Quote from: "Klar Ken T5477"
Actually Telle, Atlas Comics was founded by former Marvel owner Martin Goodman who put his son Chip in charge.


Klar, I think your responding to Julian --I quoted his previous post in mine but forgot to cut out the end of his post.  I could go and edit my post but then yours would make even less sense... :oops:

To whit:

Quote from: "Julian Perez"
Be very, very suspicious of anyone outright deified in lettercolumns as being "the next big thing."

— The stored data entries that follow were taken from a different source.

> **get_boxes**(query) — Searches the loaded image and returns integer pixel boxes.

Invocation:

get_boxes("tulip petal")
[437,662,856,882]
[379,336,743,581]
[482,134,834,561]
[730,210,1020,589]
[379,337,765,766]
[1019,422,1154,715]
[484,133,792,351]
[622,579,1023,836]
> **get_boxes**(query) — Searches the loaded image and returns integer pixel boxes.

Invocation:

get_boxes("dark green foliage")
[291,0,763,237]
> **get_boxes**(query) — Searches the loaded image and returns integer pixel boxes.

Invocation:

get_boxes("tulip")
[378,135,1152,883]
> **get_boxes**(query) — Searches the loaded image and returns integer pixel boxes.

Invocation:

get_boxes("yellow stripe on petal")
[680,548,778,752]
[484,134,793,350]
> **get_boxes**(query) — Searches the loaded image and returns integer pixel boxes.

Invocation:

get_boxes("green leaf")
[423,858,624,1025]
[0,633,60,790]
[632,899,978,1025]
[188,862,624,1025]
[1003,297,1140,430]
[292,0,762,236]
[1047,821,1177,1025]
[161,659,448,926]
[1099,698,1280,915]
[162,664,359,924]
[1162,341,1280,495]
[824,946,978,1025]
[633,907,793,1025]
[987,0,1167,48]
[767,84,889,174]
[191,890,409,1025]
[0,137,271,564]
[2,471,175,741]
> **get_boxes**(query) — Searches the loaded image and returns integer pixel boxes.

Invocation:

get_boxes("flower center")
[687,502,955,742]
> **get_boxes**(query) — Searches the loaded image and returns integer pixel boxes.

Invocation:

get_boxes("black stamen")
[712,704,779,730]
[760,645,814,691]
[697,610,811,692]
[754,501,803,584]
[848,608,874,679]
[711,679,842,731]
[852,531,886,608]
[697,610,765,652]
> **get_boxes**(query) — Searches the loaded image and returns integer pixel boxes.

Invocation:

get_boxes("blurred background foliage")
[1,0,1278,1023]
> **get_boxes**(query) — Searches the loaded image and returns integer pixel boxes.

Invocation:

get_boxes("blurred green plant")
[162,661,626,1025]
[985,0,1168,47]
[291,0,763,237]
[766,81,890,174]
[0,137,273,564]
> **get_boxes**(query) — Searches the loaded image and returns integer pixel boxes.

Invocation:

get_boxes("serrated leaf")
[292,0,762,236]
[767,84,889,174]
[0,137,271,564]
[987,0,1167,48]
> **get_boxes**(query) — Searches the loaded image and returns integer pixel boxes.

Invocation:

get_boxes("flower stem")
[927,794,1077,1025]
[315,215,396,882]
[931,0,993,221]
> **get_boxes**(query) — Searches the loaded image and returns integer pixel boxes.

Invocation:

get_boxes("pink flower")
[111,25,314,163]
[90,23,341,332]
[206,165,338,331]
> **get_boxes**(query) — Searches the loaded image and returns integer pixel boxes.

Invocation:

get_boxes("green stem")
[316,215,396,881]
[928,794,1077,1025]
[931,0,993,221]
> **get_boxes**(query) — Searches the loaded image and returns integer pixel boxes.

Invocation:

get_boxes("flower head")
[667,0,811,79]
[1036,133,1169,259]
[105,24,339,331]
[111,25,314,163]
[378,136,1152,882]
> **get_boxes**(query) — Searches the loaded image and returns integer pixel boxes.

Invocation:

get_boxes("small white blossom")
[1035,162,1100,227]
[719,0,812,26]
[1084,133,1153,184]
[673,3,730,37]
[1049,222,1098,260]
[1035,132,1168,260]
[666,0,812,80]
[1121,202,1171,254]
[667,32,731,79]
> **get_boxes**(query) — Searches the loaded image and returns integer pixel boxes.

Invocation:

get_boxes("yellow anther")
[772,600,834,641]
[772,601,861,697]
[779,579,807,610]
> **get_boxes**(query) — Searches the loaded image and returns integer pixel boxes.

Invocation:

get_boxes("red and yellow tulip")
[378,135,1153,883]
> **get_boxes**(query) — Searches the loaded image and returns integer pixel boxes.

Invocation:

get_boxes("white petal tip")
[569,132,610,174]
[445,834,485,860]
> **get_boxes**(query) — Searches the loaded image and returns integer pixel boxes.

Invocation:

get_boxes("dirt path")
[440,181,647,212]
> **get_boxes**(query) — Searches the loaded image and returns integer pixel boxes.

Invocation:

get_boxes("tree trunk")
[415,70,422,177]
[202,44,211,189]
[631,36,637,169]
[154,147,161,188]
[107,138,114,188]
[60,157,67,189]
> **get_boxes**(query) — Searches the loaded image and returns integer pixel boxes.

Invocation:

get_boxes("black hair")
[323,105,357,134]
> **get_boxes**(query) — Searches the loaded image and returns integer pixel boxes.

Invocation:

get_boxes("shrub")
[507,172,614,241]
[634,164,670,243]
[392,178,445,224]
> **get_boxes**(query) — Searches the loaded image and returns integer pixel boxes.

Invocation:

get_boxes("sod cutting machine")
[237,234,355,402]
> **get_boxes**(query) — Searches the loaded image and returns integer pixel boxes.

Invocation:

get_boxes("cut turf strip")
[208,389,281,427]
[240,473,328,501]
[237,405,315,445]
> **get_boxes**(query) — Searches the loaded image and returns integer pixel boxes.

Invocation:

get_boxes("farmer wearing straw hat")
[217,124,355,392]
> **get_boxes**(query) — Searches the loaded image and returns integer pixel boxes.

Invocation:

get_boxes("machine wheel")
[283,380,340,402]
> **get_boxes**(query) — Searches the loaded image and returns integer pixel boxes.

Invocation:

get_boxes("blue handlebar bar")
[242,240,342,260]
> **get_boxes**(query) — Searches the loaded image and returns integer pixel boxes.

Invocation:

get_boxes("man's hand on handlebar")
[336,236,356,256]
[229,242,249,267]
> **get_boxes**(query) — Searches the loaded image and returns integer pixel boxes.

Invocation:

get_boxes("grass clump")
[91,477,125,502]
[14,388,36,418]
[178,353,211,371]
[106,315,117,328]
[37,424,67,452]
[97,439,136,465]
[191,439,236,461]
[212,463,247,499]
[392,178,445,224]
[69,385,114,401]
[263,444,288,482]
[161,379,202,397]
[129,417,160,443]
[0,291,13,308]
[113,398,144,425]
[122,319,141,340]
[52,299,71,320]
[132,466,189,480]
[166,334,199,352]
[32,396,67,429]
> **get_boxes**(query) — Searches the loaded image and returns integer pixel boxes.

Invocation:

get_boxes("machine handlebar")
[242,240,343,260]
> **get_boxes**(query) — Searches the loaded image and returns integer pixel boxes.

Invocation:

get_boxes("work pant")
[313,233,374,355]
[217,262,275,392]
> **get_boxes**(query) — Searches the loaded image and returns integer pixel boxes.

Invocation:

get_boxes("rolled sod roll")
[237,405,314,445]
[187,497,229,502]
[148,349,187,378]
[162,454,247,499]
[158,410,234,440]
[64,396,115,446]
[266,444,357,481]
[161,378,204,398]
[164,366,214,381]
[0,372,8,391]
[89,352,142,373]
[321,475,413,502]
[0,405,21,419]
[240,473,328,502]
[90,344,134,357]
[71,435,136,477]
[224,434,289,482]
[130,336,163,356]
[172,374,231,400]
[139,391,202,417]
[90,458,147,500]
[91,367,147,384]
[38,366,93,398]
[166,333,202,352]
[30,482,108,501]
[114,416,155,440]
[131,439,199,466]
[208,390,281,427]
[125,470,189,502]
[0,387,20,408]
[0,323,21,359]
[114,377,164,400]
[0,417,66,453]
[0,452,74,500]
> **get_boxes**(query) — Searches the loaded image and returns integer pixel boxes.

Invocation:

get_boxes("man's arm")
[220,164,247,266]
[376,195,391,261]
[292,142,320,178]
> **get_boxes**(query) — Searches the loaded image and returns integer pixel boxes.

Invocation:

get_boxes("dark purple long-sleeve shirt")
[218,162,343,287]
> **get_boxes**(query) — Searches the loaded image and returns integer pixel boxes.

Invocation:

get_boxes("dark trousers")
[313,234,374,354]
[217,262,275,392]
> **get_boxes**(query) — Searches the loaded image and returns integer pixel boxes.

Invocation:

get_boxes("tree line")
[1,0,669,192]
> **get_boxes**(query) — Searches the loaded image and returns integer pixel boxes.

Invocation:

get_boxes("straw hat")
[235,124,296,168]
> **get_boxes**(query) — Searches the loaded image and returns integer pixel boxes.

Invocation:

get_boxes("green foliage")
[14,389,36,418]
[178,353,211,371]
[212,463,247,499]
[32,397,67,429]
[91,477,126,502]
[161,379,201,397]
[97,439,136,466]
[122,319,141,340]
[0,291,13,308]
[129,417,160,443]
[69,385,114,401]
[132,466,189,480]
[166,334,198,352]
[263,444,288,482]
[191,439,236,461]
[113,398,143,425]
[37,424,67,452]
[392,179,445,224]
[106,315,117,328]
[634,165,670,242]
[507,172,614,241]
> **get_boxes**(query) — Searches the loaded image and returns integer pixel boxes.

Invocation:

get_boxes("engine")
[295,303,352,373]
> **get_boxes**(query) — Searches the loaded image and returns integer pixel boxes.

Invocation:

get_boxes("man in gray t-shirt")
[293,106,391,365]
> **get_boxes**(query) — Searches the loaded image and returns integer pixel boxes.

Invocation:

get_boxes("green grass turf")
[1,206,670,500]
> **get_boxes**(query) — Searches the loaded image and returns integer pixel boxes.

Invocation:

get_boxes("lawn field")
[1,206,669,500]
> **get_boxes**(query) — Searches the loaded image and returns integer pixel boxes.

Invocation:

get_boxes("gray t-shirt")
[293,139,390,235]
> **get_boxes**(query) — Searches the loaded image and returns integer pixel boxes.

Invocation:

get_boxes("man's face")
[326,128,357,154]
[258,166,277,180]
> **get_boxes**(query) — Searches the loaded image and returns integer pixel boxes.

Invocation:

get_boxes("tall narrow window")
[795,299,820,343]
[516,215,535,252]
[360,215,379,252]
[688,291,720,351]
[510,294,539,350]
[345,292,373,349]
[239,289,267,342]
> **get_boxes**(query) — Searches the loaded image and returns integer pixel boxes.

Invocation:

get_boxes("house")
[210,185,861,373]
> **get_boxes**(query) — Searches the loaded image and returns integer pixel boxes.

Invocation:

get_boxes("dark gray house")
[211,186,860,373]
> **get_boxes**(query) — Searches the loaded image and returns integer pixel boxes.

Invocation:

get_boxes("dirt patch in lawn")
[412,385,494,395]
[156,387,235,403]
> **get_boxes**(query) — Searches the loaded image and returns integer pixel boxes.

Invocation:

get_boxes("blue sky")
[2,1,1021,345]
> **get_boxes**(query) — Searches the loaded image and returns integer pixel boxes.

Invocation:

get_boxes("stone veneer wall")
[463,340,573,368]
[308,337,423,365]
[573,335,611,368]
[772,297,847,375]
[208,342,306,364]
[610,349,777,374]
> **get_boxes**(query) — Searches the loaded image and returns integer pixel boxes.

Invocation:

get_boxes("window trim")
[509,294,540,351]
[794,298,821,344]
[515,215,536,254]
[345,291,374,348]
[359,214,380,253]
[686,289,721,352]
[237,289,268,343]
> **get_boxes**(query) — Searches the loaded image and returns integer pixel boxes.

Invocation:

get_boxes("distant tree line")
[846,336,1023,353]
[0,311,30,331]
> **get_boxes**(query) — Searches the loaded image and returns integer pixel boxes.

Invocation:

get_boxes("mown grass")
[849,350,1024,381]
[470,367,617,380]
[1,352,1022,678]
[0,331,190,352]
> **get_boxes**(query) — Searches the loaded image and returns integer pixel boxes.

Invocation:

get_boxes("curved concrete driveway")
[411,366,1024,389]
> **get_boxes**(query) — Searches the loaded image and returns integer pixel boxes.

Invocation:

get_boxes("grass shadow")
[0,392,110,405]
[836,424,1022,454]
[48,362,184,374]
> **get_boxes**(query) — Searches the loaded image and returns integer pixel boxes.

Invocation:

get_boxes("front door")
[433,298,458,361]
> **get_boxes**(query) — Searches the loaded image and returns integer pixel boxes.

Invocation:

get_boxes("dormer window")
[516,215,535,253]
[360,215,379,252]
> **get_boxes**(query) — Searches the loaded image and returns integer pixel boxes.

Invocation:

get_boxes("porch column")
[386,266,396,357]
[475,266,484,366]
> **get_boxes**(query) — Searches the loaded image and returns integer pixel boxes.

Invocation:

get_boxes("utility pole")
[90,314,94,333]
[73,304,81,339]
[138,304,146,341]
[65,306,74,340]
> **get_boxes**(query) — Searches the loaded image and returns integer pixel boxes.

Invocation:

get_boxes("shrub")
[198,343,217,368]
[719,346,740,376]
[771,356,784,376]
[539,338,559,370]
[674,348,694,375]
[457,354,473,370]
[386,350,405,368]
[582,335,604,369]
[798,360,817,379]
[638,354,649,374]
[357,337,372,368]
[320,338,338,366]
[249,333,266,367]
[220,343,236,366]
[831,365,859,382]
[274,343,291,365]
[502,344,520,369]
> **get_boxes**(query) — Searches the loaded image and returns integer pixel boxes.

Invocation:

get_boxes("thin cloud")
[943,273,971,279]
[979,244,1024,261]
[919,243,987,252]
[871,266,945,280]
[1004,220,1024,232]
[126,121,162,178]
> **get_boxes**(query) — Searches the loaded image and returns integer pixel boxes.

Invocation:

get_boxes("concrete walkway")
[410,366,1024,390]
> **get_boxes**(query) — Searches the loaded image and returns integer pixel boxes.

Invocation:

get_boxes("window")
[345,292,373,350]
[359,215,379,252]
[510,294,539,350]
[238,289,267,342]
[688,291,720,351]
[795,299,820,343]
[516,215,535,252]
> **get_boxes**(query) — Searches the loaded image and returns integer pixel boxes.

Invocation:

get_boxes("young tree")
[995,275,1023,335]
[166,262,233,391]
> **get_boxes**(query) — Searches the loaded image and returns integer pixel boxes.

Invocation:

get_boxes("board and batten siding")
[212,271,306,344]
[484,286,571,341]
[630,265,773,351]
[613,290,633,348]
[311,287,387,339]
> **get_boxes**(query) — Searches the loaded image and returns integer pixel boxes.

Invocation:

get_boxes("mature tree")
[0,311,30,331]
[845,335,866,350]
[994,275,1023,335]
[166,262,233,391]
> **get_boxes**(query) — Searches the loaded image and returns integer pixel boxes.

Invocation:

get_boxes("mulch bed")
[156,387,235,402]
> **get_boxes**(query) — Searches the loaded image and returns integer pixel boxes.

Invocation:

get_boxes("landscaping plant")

I think at one time (late-70s) Chaykin had legitimate claim to "next big thing" in the adventure/superhero comics world.  But you can only be the next big thing for so long.  But that's beside my original point: What I was referring to was the claim made, not in letercols, but in the popular media and by DC publicists that Frank Miller, Alan Moore, and Art Spiegelman were the holy trinity of adult comics and that things like Fish Police, American Flagg! and Love and Rockets (ie, comic wildly different in audience and quality --only one of which (L&R) has stood the test of time) constituted an emerging vanguard of awesomeness that would once and for all prove that comics were legitimate art/not for kids/etc.  American Flagg! was mentioned in places like Time & Rolling Stone and by people like Harlan Ellison as one of these Maus-heirs, when in fact Maus was and is relatively unique in its impact and place in the culture.